Let's see--you was tellin' me about bringin' a breach of promise suit
against Pyramid, and how he ran you out of town. You had a good case
too, I expect?"
"What's the use of lying about it now?" says she. "It was a cheap bluff,
that's all; one of Mr. Shaw's brilliant schemes. Oh, he was a schemer,
Shaw was! Pretended to be a lawyer, Fletcher did, in those days. He was
smooth enough for one, but too lazy. I didn't know that when I married
him. What I didn't know about him then! But I learned. He thought he
could scare Mr. Gordon into settling for a few thousand. Of course my
claim was all bosh. Pyramid Gordon hardly knew I was in his office.
Besides, I was married, anyway. He didn't guess that. But the bluff
didn't work. We were the ones who were scared; scared stiff, too."
"H-m-m-m!" says I. "Not what you might call a pretty affair, was it?"

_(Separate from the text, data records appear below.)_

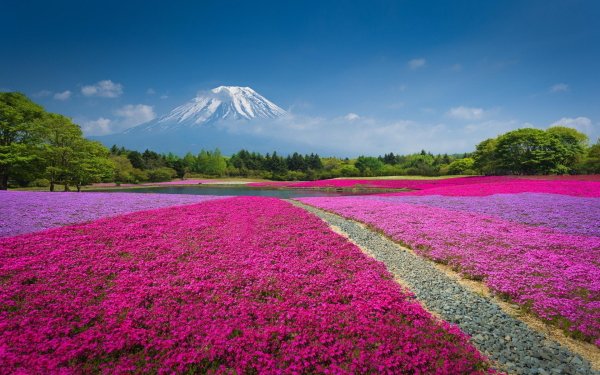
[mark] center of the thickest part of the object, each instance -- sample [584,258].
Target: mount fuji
[223,103]
[203,122]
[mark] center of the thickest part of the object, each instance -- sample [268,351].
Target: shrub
[39,182]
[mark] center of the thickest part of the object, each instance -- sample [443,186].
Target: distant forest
[41,149]
[134,166]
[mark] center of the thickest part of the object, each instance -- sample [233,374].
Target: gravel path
[509,342]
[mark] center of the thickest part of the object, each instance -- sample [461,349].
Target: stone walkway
[508,342]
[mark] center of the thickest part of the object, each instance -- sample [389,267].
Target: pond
[237,191]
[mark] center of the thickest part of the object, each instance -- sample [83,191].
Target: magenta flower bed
[574,188]
[462,186]
[237,285]
[577,215]
[24,211]
[388,184]
[554,274]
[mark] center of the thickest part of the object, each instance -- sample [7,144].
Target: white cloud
[135,114]
[466,113]
[42,94]
[126,117]
[351,116]
[559,87]
[103,89]
[456,68]
[65,95]
[417,63]
[101,126]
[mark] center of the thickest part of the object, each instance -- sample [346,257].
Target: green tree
[592,161]
[61,139]
[575,143]
[20,135]
[90,163]
[211,163]
[161,174]
[531,151]
[368,165]
[484,157]
[461,166]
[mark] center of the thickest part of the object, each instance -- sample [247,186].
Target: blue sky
[419,74]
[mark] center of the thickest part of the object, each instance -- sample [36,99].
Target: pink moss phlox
[235,285]
[556,275]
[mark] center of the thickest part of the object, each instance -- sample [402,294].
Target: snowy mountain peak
[220,103]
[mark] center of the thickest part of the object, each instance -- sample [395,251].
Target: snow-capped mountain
[221,103]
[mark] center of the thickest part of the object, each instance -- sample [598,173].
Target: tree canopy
[529,151]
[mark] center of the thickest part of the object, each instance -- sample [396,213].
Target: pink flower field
[238,285]
[554,274]
[462,186]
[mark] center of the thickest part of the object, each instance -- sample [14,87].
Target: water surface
[236,191]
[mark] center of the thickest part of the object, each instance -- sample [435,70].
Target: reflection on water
[236,191]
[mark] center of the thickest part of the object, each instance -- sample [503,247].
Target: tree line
[41,148]
[44,149]
[529,151]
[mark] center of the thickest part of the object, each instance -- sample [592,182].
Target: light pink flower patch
[26,211]
[462,186]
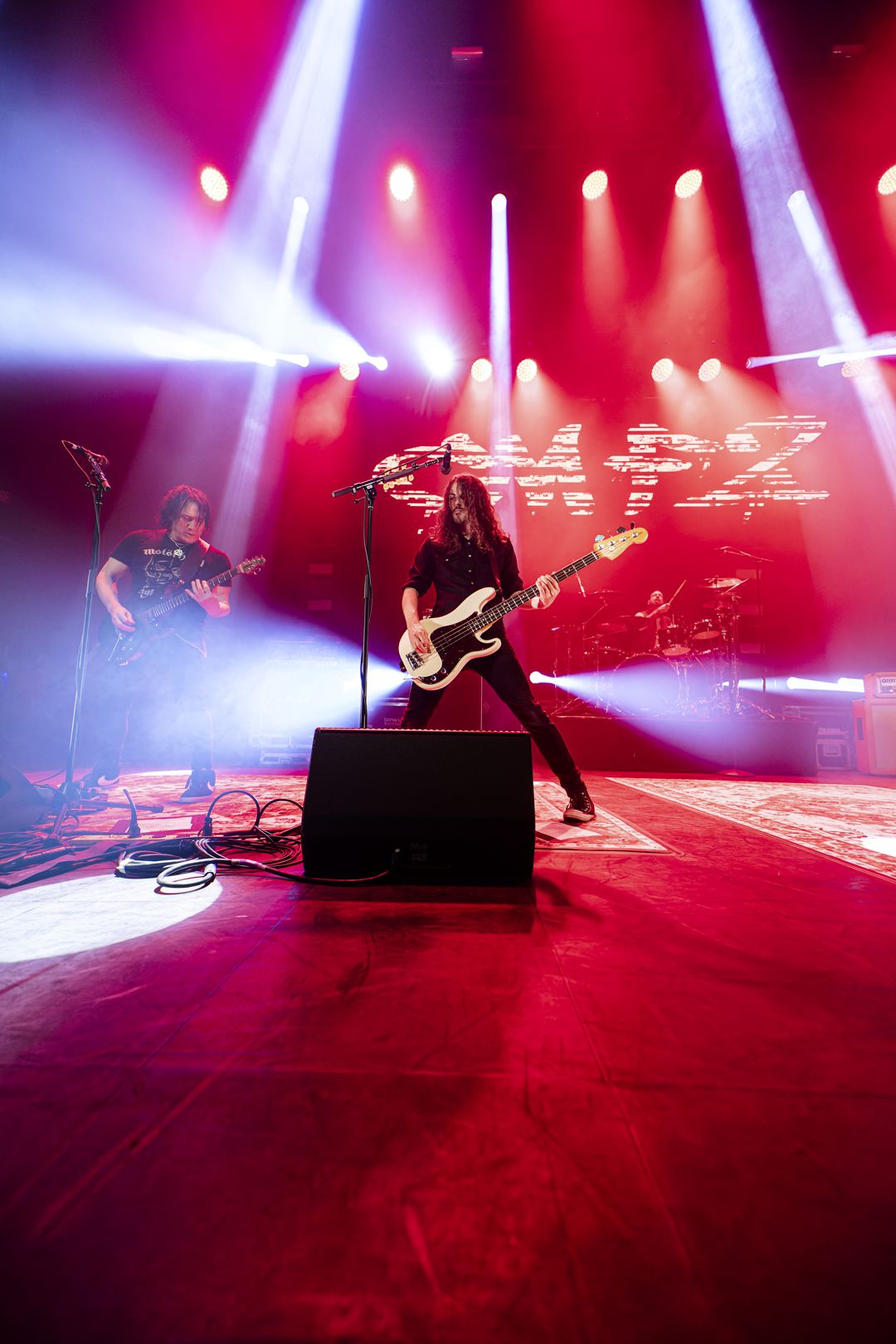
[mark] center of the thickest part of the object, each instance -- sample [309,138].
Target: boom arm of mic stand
[410,470]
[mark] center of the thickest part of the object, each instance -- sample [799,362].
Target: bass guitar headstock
[250,566]
[607,548]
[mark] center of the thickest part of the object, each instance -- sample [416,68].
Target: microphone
[95,461]
[95,457]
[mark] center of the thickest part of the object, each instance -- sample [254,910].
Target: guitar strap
[195,563]
[494,574]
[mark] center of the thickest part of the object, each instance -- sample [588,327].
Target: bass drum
[646,686]
[674,641]
[705,633]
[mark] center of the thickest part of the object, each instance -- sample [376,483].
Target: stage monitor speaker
[21,804]
[419,806]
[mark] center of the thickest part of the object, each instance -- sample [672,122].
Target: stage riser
[676,746]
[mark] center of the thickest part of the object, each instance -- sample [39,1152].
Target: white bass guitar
[455,637]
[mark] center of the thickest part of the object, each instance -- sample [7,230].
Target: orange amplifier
[880,686]
[874,734]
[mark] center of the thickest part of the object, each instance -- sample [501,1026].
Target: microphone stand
[368,489]
[97,485]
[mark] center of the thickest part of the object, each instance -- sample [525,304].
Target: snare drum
[674,641]
[704,632]
[646,686]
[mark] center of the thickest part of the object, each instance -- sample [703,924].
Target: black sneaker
[201,785]
[100,778]
[579,808]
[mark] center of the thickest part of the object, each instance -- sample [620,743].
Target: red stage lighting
[214,183]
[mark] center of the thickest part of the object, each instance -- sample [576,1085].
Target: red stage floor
[655,1103]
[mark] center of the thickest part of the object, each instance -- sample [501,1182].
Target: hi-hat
[720,585]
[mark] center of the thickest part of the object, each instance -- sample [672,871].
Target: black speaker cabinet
[419,806]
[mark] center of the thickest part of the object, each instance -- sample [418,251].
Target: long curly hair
[486,531]
[178,499]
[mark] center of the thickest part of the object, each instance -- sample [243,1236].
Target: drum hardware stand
[757,562]
[368,491]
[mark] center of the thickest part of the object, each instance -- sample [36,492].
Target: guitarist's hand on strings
[121,619]
[548,589]
[419,639]
[207,598]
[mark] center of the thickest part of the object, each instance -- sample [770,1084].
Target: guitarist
[153,563]
[468,550]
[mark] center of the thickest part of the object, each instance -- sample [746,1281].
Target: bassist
[171,670]
[468,550]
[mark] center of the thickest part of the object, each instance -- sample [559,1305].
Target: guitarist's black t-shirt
[464,572]
[156,565]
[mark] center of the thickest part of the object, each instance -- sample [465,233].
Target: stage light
[437,355]
[594,184]
[887,184]
[214,183]
[845,684]
[689,183]
[82,914]
[402,182]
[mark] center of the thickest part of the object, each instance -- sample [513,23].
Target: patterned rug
[163,789]
[855,823]
[606,832]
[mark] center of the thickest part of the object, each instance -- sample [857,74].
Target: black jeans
[509,682]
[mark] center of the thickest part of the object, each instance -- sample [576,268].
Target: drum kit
[642,667]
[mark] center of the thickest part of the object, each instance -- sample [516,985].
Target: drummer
[655,617]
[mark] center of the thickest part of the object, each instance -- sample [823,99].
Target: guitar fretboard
[511,604]
[176,600]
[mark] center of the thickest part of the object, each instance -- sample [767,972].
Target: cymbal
[720,585]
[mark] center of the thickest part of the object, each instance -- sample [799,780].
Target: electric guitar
[455,637]
[158,621]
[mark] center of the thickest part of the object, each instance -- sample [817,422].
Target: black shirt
[462,572]
[156,563]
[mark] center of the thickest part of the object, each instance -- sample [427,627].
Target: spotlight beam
[833,353]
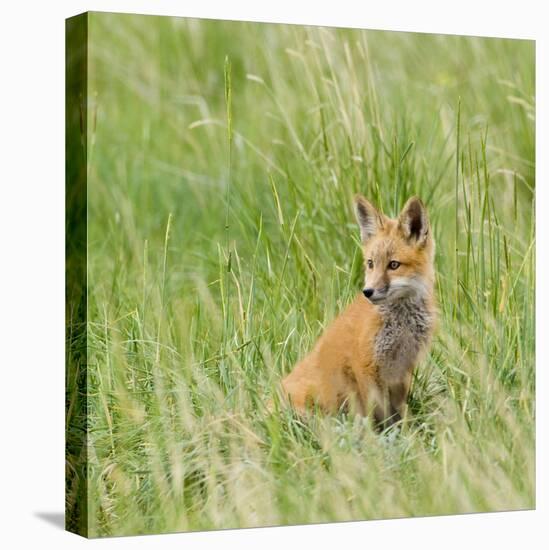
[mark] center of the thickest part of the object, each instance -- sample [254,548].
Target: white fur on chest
[404,333]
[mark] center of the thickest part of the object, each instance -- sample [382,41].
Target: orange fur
[346,367]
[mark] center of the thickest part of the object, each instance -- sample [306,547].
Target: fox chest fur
[404,333]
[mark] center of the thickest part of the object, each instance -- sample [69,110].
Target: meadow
[223,158]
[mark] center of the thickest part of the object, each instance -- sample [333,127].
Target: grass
[222,162]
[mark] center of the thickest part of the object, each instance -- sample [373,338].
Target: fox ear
[369,219]
[413,221]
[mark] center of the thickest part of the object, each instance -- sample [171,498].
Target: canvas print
[300,274]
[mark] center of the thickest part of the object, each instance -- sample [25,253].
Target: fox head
[398,253]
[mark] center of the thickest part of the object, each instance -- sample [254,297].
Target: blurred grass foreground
[218,161]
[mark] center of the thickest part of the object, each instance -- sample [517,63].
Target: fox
[365,359]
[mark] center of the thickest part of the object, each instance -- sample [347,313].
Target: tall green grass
[223,158]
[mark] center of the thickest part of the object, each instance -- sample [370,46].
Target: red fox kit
[367,355]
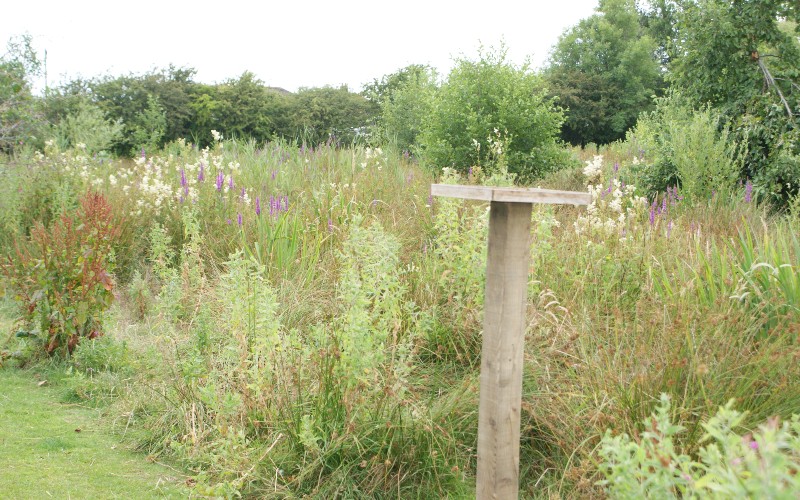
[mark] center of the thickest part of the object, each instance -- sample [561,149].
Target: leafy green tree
[604,72]
[743,57]
[243,109]
[405,99]
[319,114]
[20,115]
[487,97]
[130,99]
[385,89]
[87,125]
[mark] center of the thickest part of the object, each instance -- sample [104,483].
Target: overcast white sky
[289,44]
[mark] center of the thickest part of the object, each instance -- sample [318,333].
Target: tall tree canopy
[743,57]
[604,71]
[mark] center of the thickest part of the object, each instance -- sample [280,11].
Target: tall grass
[327,343]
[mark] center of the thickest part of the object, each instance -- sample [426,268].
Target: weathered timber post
[504,327]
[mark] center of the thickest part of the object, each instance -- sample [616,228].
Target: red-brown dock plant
[62,276]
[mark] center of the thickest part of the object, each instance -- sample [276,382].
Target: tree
[318,114]
[19,113]
[604,72]
[405,99]
[487,97]
[743,57]
[130,99]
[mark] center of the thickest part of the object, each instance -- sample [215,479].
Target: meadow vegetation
[290,316]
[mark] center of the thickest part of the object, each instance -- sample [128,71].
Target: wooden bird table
[504,327]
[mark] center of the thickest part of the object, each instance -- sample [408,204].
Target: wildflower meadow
[257,289]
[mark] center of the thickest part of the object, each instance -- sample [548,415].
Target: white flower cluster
[594,168]
[615,208]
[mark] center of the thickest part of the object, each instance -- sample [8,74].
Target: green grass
[50,449]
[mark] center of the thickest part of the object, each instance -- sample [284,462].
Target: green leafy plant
[62,276]
[491,94]
[761,464]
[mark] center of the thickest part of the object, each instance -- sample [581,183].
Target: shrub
[683,146]
[62,276]
[488,95]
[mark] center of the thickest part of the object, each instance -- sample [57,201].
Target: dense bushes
[485,98]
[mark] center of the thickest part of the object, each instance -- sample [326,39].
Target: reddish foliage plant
[62,275]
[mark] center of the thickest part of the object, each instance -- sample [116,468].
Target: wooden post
[504,328]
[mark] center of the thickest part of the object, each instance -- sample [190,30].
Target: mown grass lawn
[50,449]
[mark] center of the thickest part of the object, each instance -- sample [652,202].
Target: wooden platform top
[511,194]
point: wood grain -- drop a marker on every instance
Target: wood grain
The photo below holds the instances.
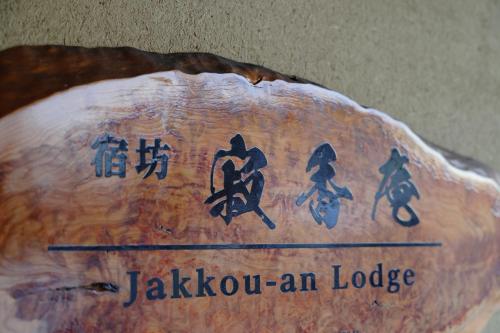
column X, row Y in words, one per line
column 50, row 195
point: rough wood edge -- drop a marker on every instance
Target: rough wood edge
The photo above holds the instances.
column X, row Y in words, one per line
column 54, row 68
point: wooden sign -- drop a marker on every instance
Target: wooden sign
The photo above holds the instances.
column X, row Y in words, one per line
column 189, row 193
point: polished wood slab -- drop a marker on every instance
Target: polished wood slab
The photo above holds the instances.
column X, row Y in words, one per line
column 51, row 198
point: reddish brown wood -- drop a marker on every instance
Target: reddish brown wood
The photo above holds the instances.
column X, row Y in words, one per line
column 49, row 195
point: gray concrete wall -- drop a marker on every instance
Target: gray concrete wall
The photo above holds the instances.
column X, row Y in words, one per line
column 433, row 64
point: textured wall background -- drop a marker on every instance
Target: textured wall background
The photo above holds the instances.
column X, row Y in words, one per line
column 432, row 64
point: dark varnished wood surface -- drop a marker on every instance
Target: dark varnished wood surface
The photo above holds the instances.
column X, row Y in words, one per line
column 50, row 195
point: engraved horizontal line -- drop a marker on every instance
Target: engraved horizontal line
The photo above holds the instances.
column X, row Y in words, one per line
column 231, row 246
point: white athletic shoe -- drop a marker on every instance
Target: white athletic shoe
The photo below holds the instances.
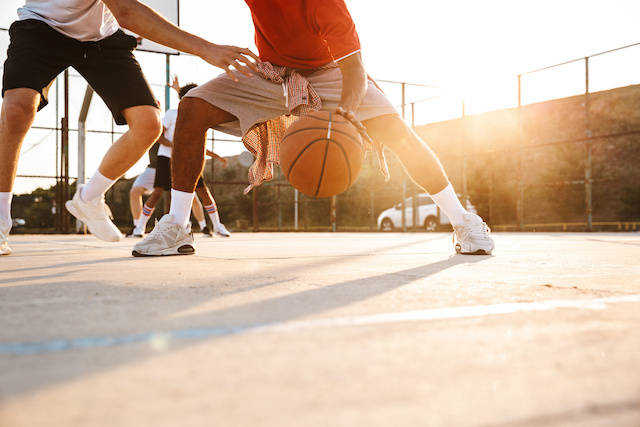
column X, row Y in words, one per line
column 5, row 228
column 221, row 231
column 166, row 238
column 97, row 217
column 472, row 237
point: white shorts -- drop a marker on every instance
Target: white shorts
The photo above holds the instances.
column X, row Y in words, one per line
column 146, row 179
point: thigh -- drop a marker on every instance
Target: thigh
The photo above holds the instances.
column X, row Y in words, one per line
column 115, row 74
column 252, row 100
column 36, row 55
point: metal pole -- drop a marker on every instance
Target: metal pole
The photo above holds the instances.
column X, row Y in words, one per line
column 404, row 180
column 295, row 209
column 463, row 165
column 588, row 159
column 167, row 88
column 64, row 169
column 334, row 213
column 519, row 184
column 256, row 217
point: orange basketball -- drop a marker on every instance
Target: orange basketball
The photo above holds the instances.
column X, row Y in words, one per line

Mrs. Shaw don't wince at that. She just sneers cynical. "Life with
Fletcher Shaw wasn't pretty at any stage of the game," says she. "Say,
you don't think I picked my career, do you? True, I was only a girl; but
I wasn't quite a fool. You will laugh, I suppose, but at twenty-two I
had dreams, ambitions. I meant to be a woman doctor. I was teaching
physiology and chemistry in a high school up in Connecticut, where I was
born. In another year I could have begun my medical course. Then
Fletcher came along, with his curly brown hair, his happy, careless
smile, and his fascinating way of avoiding the truth. I gave up all my
hopes and plans to go with him. That's what a woman does when she
marries. I don't know why it should be so, but it is.